Primary Care: North Essex — [Mr Philip Hollobone in the Chair]

Part of the debate – in Westminster Hall at 4:11 pm on 14th March 2017.

Alert me about debates like this

Photo of David Mowat David Mowat The Parliamentary Under-Secretary of State for Health 4:11 pm, 14th March 2017

It is a pleasure to serve under your chairmanship, Mr Hollobone. I congratulate Mr Carswell both on obtaining the debate and on the lucid way he put forward his case. I thank my hon. Friends the Members for Colchester (Will Quince) and for Harwich and North Essex (Mr Jenkin) for their points, which I will try to answer.

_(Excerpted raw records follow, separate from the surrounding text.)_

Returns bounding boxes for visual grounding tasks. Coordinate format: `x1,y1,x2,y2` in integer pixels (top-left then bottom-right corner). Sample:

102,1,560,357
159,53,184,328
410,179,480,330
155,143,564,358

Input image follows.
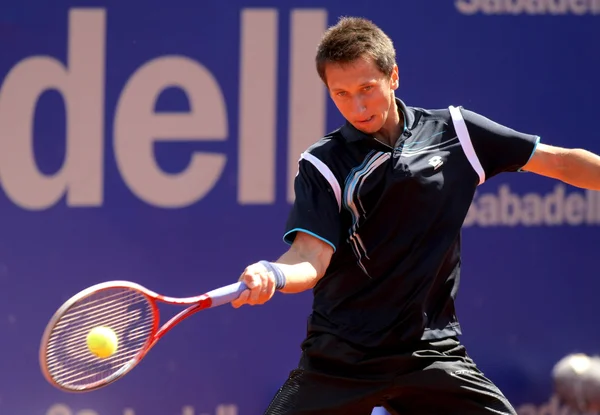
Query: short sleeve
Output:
461,109,540,178
283,153,341,251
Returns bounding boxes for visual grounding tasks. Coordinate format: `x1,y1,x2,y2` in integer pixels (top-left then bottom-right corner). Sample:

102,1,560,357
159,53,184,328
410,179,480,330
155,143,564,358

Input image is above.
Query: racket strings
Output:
46,288,155,389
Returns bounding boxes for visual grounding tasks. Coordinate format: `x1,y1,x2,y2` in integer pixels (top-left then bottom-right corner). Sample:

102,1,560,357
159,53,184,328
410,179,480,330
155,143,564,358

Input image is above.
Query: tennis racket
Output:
39,281,247,392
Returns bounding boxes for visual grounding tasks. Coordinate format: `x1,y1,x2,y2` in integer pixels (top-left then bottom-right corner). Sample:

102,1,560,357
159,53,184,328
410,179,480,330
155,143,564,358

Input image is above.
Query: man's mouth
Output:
356,115,374,124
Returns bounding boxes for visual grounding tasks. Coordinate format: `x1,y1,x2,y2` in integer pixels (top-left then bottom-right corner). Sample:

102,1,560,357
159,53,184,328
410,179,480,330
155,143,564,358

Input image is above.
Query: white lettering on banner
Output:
0,8,326,210
113,57,227,208
454,0,600,16
238,9,278,204
0,9,106,210
464,183,600,227
45,403,239,415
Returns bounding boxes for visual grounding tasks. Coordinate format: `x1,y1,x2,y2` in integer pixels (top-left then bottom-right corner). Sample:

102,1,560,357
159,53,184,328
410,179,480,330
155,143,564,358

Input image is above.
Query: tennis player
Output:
233,18,600,415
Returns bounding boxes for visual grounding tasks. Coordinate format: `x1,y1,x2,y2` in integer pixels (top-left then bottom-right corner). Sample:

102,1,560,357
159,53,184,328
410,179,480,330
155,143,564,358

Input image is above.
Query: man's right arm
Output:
232,232,333,308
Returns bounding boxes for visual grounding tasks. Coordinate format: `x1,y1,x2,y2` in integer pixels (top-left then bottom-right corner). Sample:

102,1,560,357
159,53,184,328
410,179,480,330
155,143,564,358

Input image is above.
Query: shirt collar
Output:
341,98,415,142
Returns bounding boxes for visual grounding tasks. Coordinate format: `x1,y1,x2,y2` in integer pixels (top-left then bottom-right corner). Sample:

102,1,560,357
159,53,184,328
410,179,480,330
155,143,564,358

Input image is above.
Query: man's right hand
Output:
231,263,275,308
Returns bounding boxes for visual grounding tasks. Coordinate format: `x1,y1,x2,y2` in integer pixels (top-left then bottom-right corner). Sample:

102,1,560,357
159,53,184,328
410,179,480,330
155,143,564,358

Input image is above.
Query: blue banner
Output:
0,0,600,415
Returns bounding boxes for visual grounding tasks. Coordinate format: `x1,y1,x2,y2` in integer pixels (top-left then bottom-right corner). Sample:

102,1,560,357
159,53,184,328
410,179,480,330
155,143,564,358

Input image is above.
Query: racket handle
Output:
206,281,248,308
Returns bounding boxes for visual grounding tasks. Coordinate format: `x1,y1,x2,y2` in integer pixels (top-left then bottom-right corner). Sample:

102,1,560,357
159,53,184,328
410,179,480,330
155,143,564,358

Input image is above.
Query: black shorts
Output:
265,335,516,415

There is an issue with the number of GPs in the CCG in that part of north Essex. I will talk a little about why that is the case and what we can do about it. It is very hard to make progress on a number of the issues that were raised without fixing that problem. We are short of GPs across the country, but we are particularly short in the North East Essex CCG. Let me give some numbers for context. There are 40 GP practices and a little over 210 GPs within the CCG, which covers 330,000 people. The CCG estimates that it is 28 GPs short. I spoke to it this afternoon, and I was told that if any GP wants to get a job in Clacton, it will not be a difficult process. Indeed, the figures for Clacton and the coast are marginally worse than those I have just given.

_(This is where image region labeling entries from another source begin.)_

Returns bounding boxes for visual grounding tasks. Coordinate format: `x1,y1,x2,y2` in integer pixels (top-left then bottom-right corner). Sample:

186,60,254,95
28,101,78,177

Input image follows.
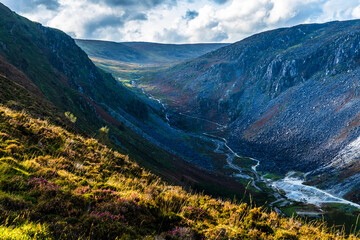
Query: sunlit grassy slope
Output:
0,107,355,239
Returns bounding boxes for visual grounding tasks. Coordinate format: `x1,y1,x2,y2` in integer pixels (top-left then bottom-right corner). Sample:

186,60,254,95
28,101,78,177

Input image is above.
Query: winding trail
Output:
141,88,360,210
179,113,227,129
203,133,263,192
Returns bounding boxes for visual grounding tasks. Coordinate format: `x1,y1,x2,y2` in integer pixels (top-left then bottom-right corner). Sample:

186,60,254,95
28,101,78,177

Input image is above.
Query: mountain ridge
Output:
139,20,360,197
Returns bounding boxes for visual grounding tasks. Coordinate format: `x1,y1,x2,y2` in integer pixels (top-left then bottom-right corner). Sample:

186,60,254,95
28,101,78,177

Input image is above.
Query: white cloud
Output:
0,0,360,42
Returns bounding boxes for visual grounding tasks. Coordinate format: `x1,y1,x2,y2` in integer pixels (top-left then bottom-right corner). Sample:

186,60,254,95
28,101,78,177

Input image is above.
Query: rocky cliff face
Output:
143,21,360,194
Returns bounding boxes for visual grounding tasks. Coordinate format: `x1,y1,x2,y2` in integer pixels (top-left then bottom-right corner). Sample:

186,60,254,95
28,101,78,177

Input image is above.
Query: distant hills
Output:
0,1,256,207
76,39,229,64
139,20,360,201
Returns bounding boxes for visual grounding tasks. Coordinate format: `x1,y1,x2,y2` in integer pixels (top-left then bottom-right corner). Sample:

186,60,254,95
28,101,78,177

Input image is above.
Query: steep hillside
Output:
0,107,356,240
140,20,360,195
76,39,228,64
0,1,267,203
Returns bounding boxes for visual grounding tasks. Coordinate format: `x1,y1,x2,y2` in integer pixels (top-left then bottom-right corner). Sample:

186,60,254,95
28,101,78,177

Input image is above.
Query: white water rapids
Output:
142,89,360,209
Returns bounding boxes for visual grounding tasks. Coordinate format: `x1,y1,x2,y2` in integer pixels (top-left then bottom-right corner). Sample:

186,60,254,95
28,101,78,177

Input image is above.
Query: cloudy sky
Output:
0,0,360,43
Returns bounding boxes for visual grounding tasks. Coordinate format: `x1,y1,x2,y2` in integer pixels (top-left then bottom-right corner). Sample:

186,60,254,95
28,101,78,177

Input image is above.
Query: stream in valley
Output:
143,90,360,209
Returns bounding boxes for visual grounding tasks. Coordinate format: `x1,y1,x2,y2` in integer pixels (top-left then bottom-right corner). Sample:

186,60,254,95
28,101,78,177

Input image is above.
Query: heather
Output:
0,107,356,239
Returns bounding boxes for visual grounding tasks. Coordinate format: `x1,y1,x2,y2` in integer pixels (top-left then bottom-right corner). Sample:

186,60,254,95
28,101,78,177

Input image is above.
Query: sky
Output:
0,0,360,43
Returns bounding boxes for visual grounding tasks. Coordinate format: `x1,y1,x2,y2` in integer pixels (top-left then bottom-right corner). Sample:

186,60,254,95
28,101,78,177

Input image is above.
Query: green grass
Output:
0,107,354,239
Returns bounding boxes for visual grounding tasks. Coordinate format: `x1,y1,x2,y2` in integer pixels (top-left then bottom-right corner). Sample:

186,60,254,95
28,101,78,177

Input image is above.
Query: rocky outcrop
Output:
143,20,360,197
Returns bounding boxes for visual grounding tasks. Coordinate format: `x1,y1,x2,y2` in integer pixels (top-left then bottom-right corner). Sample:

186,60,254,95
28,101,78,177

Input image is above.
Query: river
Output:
142,89,360,209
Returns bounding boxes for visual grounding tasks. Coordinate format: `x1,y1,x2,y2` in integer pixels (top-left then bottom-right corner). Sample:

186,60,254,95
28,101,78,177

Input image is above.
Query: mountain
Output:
0,1,267,206
0,107,356,240
76,39,228,64
140,20,360,198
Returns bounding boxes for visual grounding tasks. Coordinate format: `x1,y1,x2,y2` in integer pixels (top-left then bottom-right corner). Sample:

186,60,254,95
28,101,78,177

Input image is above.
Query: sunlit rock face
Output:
144,21,360,197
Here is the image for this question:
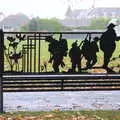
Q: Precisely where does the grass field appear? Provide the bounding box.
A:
[0,110,120,120]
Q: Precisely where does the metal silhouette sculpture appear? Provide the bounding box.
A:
[46,35,68,72]
[4,34,25,72]
[100,23,120,69]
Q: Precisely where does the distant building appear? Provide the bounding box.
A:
[61,7,120,27]
[0,13,30,31]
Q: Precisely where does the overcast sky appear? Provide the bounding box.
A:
[0,0,120,18]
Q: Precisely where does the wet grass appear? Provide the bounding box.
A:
[0,110,120,120]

That is somewhat mitigated by the fact that the CCG has more nurses than the UK average. That might well be to do with the walk-in centres and minor injury units, which are nurse-orientated. I will come on to talk about how we can work in a slightly different way—this was implied by the remarks of the hon. Member for Clacton—by making use of other disciplines, such as pharmacists, physios, allied health professionals of different sorts and mental health professionals. The CCG now has 10 full-time pharmacists, and there is a plan to increase that number considerably between now and 2020. Frankly, it is easier to recruit pharmacists than GPs, but we need GPs too.

I will spend a little time talking about the reasons for that. I spoke to the CCG about them in some detail today. As the hon. Gentleman mentioned, Clacton has an older population, which causes problems, and there may be contractual issues relating to that, although the GP contract allows extra money for areas of deprivation and those with ageing populations. There are no training GP practices in Clacton, which puts it at a disadvantage, as GPs are likely less to go there as part of their training and then stay. It is also true that Clacton has a higher than average age demographic of GPs, so there is a higher tendency for them to retire, which exacerbates the situation. I concede that there is a problem, and I will talk about some of the things being doing about it. The hon. Gentleman used the phrase “jam tomorrow”, and I am afraid that some of it might sound a bit like that.

I want to draw attention to some of the things that the CCG in north Essex does well. We often talk about issues to do with locations—bricks and mortar—whether minor injury units or hospitals, but all MPs, including me, should properly evaluate our CCGs on the full set of published metrics. We have done an awful lot on transparency. I will just mention some of the things that the CCG does well. The hon. Gentleman’s CCG is well above the national average for cancer diagnosis in stage 1, for dementia care planning, for organising health checks for patients with learning disabilities, and for organising care packages for people with mental health episodes. I say that to put its issues in context. It is clearly true that there are difficulties with access and, to a lesser extent, with getting on lists in the first place.

The hon. Gentleman rightly made the point that we should be following the patient. We do a lot of work across the NHS and with every CCG to poll patients to ascertain how satisfied they are with the level of service they have received. North East Essex CCG received something like 82% patient satisfaction—lower than the national average. It is thought that the figures for Clacton are likely to be lower than the CCG average as whole, so I will not hide behind that number.

In terms of what we are going to do about it, I will start by talking about some national initiatives—the comment about STPs related to that—and the need to invest more in primary care. There are two national initiatives that I want to mention. First, there is the GP five-year forward view. I know it sounds like jargon, but it redresses the persistent underinvestment in primary care over the past decade or so. Between now and 2020, there will be a 14% real increase in primary care across the country, which will manifest itself in the workforce and in different ways of working. That is real money; it is accepted by the British Medical Association’s general practitioners committee. It is very welcome, and frankly it has been a long time coming.

If we were designing an NHS today, with the sort of patient environment we have now, we would not design it around acute hospitals, as was done in 1948. We would design it much more around long-term conditions—diabetes, dementia, heart disease and so forth—which account for 70% of the NHS’s total cost and mean that much more can be done in the community. That is our very clear direction of travel.